In his book The Long Revolution, in a chapter on ‘Education and Society’, Williams wrote: 

…we speak sometimes as if education were a fixed abstraction, a settled body of teaching and learning, and as if the only problem it presents to us is that of distribution: this amount, for this period of time, to this or that group.

…to conduct the business [of education] as if it were the distribution of a simple product is wholly misleading.

…what has been thought of as a simple distrubution is in fact an active shaping to particular social ends.

The way in which we organise education, the particular structure our education system has taken, the shape of our curriculum, the specific selection of content we choose to ‘deliver’ through that curriculum – all these and more are not timeless abstractions, but particular to the social, political and economic context in which we construct and operate an education system.

This, of course, comes as no surprise to anyone who has ever thought seriously about education, about its purpose and about the way it is organized in different societies. Nonetheless, it is good to be reminded that education has two key functions. They are:

  • to reflect the society we live in, and;
  • to reproduce the society we live in.

Which of the two we might regard as the more dominant at any one point in time will depend on our ideological standpoint. Tensions arise when our education system no longer reflects our society, when changes in society happen too quickly for our education system to keep up. That, I believe, is the situation we are in today.
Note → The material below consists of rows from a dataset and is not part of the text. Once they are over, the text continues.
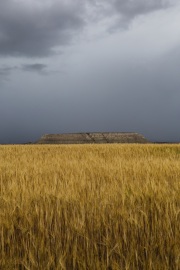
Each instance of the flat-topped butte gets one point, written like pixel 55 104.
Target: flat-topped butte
pixel 92 137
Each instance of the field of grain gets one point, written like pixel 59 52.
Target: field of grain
pixel 90 207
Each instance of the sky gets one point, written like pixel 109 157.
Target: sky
pixel 89 66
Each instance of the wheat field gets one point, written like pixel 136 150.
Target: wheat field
pixel 90 207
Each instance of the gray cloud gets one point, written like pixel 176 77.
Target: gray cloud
pixel 35 28
pixel 5 71
pixel 37 67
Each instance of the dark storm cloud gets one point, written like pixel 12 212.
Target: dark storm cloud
pixel 126 10
pixel 34 28
pixel 5 71
pixel 132 8
pixel 40 68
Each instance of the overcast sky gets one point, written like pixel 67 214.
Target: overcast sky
pixel 89 65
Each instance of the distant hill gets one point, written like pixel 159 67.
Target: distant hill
pixel 92 137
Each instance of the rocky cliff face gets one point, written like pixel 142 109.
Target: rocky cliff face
pixel 99 137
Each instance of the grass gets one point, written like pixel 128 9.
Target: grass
pixel 90 207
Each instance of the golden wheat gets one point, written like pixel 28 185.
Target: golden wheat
pixel 89 207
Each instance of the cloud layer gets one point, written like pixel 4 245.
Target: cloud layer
pixel 36 28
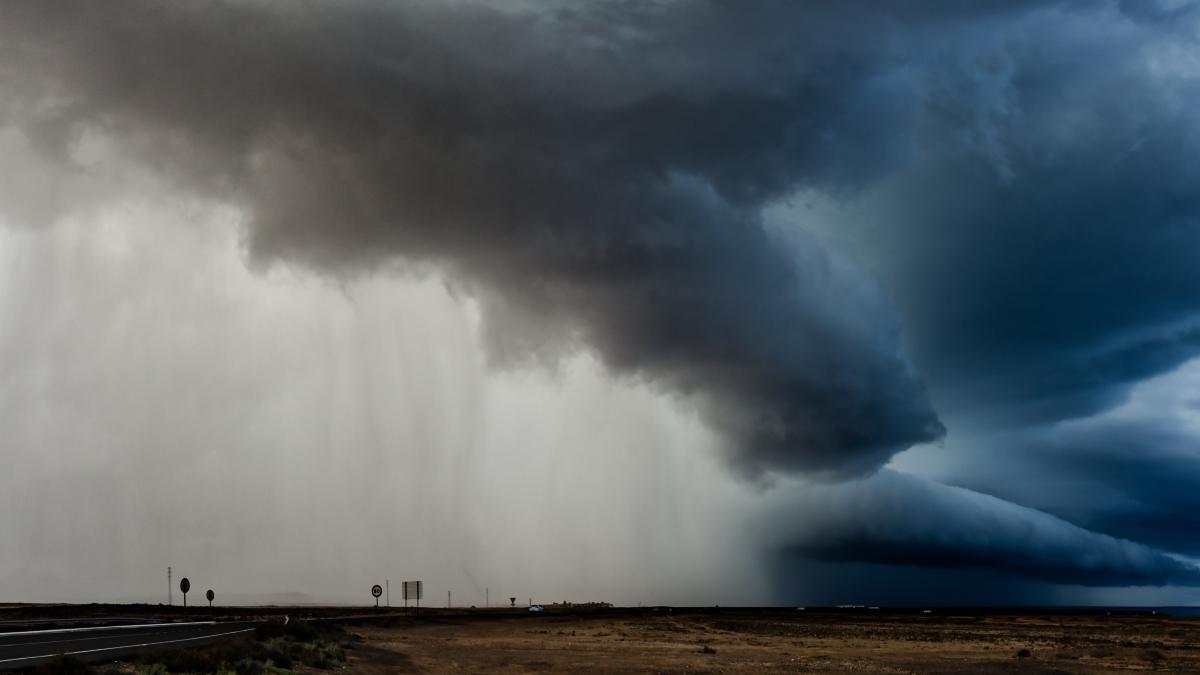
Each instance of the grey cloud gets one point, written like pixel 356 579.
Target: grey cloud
pixel 612 204
pixel 1129 472
pixel 900 519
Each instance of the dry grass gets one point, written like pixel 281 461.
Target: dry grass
pixel 732 641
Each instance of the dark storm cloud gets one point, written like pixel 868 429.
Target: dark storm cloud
pixel 1131 472
pixel 898 519
pixel 1043 244
pixel 593 175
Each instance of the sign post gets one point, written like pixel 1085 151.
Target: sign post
pixel 413 591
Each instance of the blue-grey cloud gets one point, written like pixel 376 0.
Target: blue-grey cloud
pixel 1131 472
pixel 595 181
pixel 900 519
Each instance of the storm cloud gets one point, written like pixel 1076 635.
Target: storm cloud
pixel 898 519
pixel 603 201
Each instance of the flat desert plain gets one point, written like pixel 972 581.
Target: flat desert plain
pixel 779 641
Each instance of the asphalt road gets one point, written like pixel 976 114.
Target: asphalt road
pixel 24 649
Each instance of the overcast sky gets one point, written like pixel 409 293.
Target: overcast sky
pixel 665 302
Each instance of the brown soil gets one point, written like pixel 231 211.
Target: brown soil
pixel 777 641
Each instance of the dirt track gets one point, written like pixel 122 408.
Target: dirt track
pixel 735 641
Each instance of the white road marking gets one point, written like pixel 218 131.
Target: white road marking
pixel 53 631
pixel 125 646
And what if our education system continues to seek the reproduction of a society that no longer exists? If social relations are changing, if our vision of a future society is different from what has been before, and indeed if the very nature of what it means to be educated is changing, as I believe it is, how do we ensure that education is set up to help us get there, rather than drag us in the opposite direction?

Changing practice in the classroom (micro-level change?) is one thing, but changing the very nature of our education system (macro-level change?) to reflect and (re-)produce the society we seek is a very different beast altogether.